Nvidia Takes an Ownership Stake in OpenAI With a $30 Billion Investment Deal

The financial landscape of artificial intelligence is being reshaped once again, as Nvidia reportedly moves to invest $30 billion in OpenAI’s next funding round in exchange for equity. The deal replaces a controversial $100 billion arrangement that collapsed this month, and it positions Nvidia not just as OpenAI’s primary chip supplier, but as a direct financial stakeholder in its success.
The original deal was notable as much for its structure as its size. Nvidia’s commitment was framed around OpenAI using the investment to purchase Nvidia’s chips, prompting critics to label it a “circular” arrangement that served to inflate apparent investment figures without creating genuine value. When reports confirmed that the deal lacked binding commitment and that OpenAI was shopping for alternative suppliers, the arrangement fell apart quickly, unsettling investors already nervous about AI sector dynamics.

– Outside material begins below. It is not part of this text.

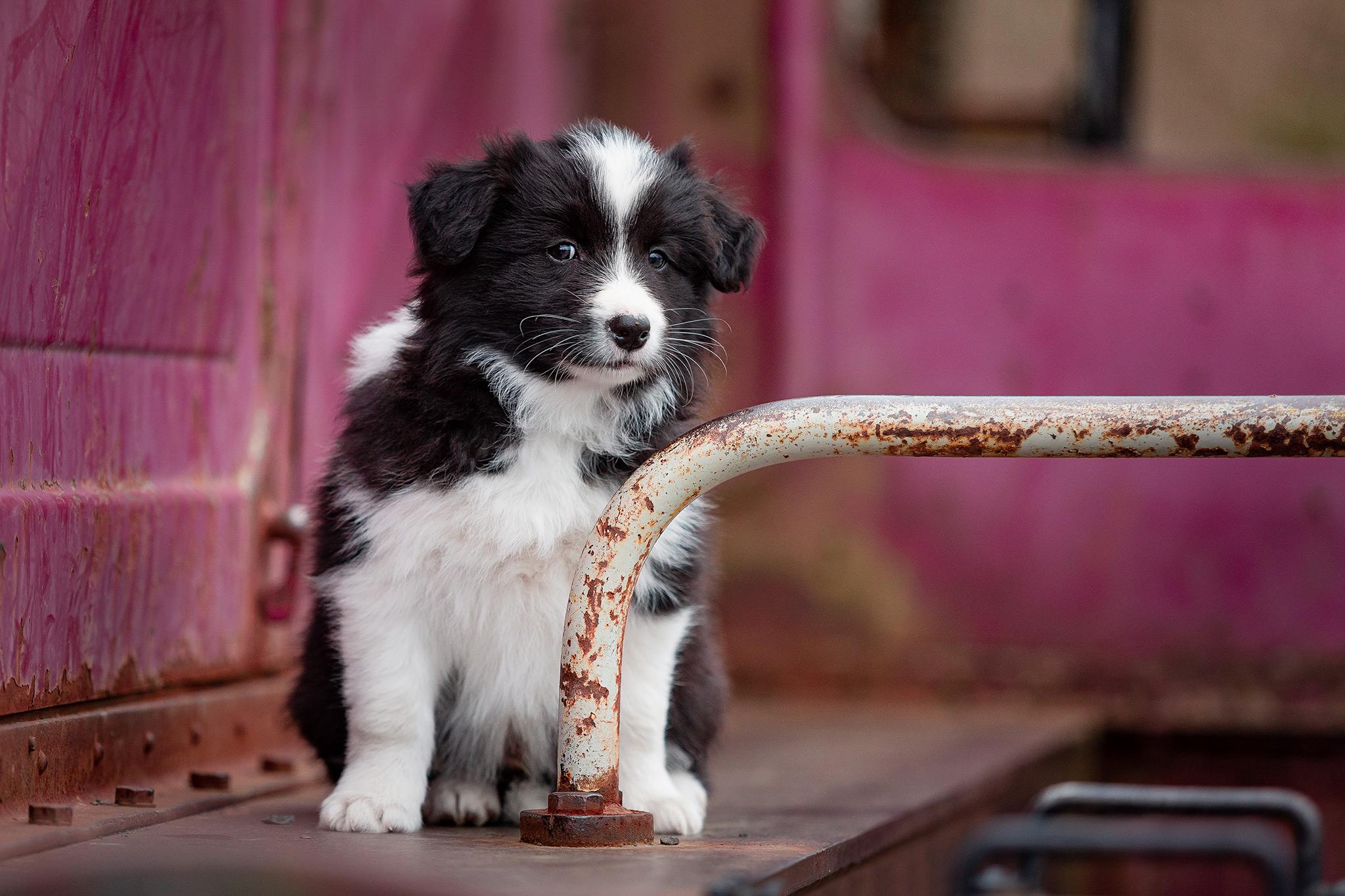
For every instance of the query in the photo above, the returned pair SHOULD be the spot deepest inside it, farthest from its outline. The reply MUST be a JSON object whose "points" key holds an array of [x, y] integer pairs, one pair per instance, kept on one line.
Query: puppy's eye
{"points": [[563, 253]]}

With the new deal, all of that complexity is stripped away. Nvidia pays $30 billion, receives OpenAI stock, and OpenAI is free to spend those funds however it chooses. It is a more honest expression of financial confidence, and it meaningfully changes Nvidia’s relationship with the AI industry from supplier to co-investor.
OpenAI’s overall funding round is expected to total around $100 billion and attract contributions from Amazon, SoftBank, and Microsoft. The implied valuation of $730 billion is striking — more than double Anthropic’s recent $340 billion valuation and placing OpenAI just behind SpaceX among privately held companies globally. SoftBank, one of the most closely watched expected contributors, has nonetheless signaled publicly that final decisions remain pending.
Beneath the impressive headline numbers, OpenAI’s business faces real pressures. Its dominant position in the AI chatbot market has been eroding steadily, and it has yet to chart a clear path to profitability despite its enormous revenues. The company’s exploration of advertising as a revenue stream has attracted criticism, and its hardware strategy is in flux as it engages with chip suppliers beyond Nvidia. Whether the $730 billion valuation can be justified over time remains an open and important question.